Travelzoo Experience: Sensory Overload in Hong Kong
One of the most coveted perks at Travelzoo is the Travelzoo Experience, in which Deal Experts and other employees take advantage of the same travel, entertainment and local deals we publish to our subscribers and report back on their experience.
From the moment I stepped off the plane for a week in Hong Kong, I was in sensory overload.
- Sound: English, English everywhere. After my 16-hour flight from Chicago aboard Cathay Pacific, I wanted the reward of hearing a foreign tongue after deboarding. But it wasn’t really until arrival in Kowloon that I heard the Cantonese I was longing for. As the week went on, a typical day also included hearing Korean, Japanese, Mandarin and English spoken with all sorts of accents.
- Sight: Look up. Hong Kong isn’t called the Vertical City without good reason. Hundreds of high rises pierce the air while lining Victoria Harbour. Or, if you’re at Victoria Peak, one of the most tourist-trafficked spots, overlook the city skyline, harbor waters and countless skyscrapers sitting amid the hillsides. I was not the only tourist trying to take in the Central-Mid-level escalators on Hong Kong Island from my camera’s lens. This outdoor system begins at street level, ascending to 135 meters in one of the busiest districts, easing pedestrians’ day-to-day lives.

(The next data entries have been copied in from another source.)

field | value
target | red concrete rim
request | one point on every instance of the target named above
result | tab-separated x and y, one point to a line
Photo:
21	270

- Taste: It’s hard to force yourself to branch out in a city filled with Michelin-starred pork buns, but it’s well worth it. From traditional Cantonese to modern takes on global cuisine, tastes are diverse as the city itself. One recommended culinary experience comes from the book “1,000 Places To See Before You Die," heralded by Travelzoo deal experts as both a roadmap and a lifetime challenge. It recommends that visitors sample the city’s colonial past with teatime at the Peninsula hotel. Finger sandwiches in the gorgeous neo-classical lobby were another trip highlight.
- Touch: Bolts of rich fabrics, including the region’s famed silk, beckon to be felt from shop windows in Kowloon, a place where tailormade clothing is an affordable norm. But luxury labels are still king here, where designer shops take up gargantuan retail spaces in Central, and floor after floor of European goods require a second or third look and touch.

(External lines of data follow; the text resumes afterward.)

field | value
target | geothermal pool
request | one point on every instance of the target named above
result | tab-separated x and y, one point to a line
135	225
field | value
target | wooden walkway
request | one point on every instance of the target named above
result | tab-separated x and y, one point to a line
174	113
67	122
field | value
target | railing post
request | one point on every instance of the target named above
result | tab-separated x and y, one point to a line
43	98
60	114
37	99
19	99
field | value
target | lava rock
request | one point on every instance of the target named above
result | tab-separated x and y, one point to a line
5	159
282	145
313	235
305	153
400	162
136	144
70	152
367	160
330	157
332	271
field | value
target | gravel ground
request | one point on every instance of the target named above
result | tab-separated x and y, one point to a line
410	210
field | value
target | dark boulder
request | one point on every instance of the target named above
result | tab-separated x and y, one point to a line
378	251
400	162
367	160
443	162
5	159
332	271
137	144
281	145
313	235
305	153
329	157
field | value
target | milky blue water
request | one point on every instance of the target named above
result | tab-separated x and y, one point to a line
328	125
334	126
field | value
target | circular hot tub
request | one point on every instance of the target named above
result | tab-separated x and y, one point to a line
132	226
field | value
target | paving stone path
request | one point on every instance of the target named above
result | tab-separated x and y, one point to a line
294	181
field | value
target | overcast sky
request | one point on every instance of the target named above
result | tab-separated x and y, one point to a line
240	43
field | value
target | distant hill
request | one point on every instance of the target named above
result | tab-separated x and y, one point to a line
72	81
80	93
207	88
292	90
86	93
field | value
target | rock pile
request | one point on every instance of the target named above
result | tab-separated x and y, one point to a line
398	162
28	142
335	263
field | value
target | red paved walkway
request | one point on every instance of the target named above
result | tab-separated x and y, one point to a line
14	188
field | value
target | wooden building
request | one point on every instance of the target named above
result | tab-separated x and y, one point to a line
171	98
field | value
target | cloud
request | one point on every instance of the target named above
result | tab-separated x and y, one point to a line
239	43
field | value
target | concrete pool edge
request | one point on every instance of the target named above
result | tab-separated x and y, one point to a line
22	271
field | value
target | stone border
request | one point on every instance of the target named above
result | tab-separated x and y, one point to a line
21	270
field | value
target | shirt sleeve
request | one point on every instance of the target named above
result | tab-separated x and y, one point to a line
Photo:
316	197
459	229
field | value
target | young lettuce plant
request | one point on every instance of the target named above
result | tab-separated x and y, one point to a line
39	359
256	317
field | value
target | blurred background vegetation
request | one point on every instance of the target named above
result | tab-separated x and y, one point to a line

- Smell: Tiny fishing boats still float around the Aberdeen Harbour, but as Hong Kong becomes more and more expensive, it’s also became home to floating homes and hotels. These small wooden boats are a sight that’s seemingly incongruous with the shiny city just meters away. And my (very necessary) rain jacket still smells like the incense burned at the Man Mo temple along Hollywood Road in Sheung Wan. The temple, which was built in the late 1800s, is a place to worship the gods of literature as well as war.
Things to Know
- Wi-Fi is plentiful and often free. From the airport to high-end shops, a free signal is never too far away.
- Hong Kong's MTR train system runs through Hong Kong Island, Kowloon and Lantau and is extremely easy to navigate. Save your dollar coins for the kiosks in the stations; not all machines take bills. Taxis are inexpensive, but the train is even cheaper.
- The location-enabled Yelp-like app of Hong Kong is OpenRice, a meal-time lifesaver.
- Tour guides depend on the generosity of tourists, and it’s customary to round up the taxi fare, but tipping is not a widespread practice. A 10% service charge is usually included in most restaurant bills.
- A good place to begin trip planning is the English-language Travelzoo Asia Pacific Top 20 list. Here you’ll find hotel discounts as well as regional flights should you want to explore neighboring areas.